E a prescrutal-as profundamente, fiquei muito tempo cheio de espanto, de receio e de duvida, fazendo sonhos que mortal algum jámais ousou sonhar; mas nada perturbou o silencio e a immobilidade das trevas, senão um nome proferido por mim : «Leonor!» e o echo murmurando a seu turno «Leonor!» Só isto e nada mais!

Tornando a entrar no quarto, com a alma em fogo, ouvi um ruido algum tanto mais forte que o primeiro. "Ha por força alguma cousa de extraordinario nas taboinhas da minha janella; vamos a vêr o que é, exploremos este mysterio. Provavelmente, é o vento, e nada mais!"

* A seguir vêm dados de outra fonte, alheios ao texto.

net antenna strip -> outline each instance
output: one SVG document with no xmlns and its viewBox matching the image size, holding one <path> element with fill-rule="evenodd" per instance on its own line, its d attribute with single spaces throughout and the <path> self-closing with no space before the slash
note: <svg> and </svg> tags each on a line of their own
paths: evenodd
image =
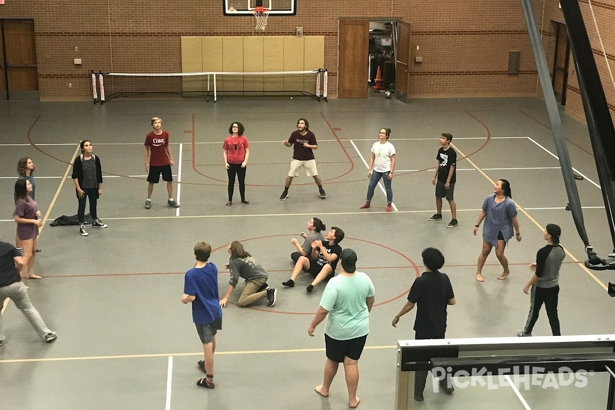
<svg viewBox="0 0 615 410">
<path fill-rule="evenodd" d="M 417 371 L 431 372 L 434 392 L 449 380 L 467 387 L 472 377 L 539 376 L 546 382 L 549 375 L 605 372 L 610 376 L 606 409 L 615 410 L 615 334 L 401 340 L 397 367 L 396 410 L 418 408 L 413 398 Z M 522 382 L 526 388 L 534 384 Z M 475 384 L 488 390 L 485 384 Z"/>
<path fill-rule="evenodd" d="M 95 104 L 129 97 L 304 97 L 327 99 L 326 69 L 254 73 L 90 73 Z"/>
</svg>

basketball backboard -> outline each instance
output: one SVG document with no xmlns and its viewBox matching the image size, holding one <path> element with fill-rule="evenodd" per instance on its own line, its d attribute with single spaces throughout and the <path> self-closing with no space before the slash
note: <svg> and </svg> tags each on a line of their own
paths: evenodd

Abri então a janella, e um corvo majestoso, digno dos antigos tempos, entrou pelo quarto a dentro, com um bater de azas tumultuoso. Sem me fazer uma simples cortezia, adeantou-se com a importancia de um lord ou de uma lady, e empoleirou-se n'um busto de Pallas, collocado justamente por cima da porta do meu quarto.

A gravidade do seu aspecto e a severidade da sua physionomia fizeram sorrir a minha triste imaginaçào:

— Embora tua cabeça, disse-lhe-eu, não tenha pôpa nem cimeira, não és por certo um passaro ordinario. Dize-me qual o teu nome senhorial nas costas da noite plutonica?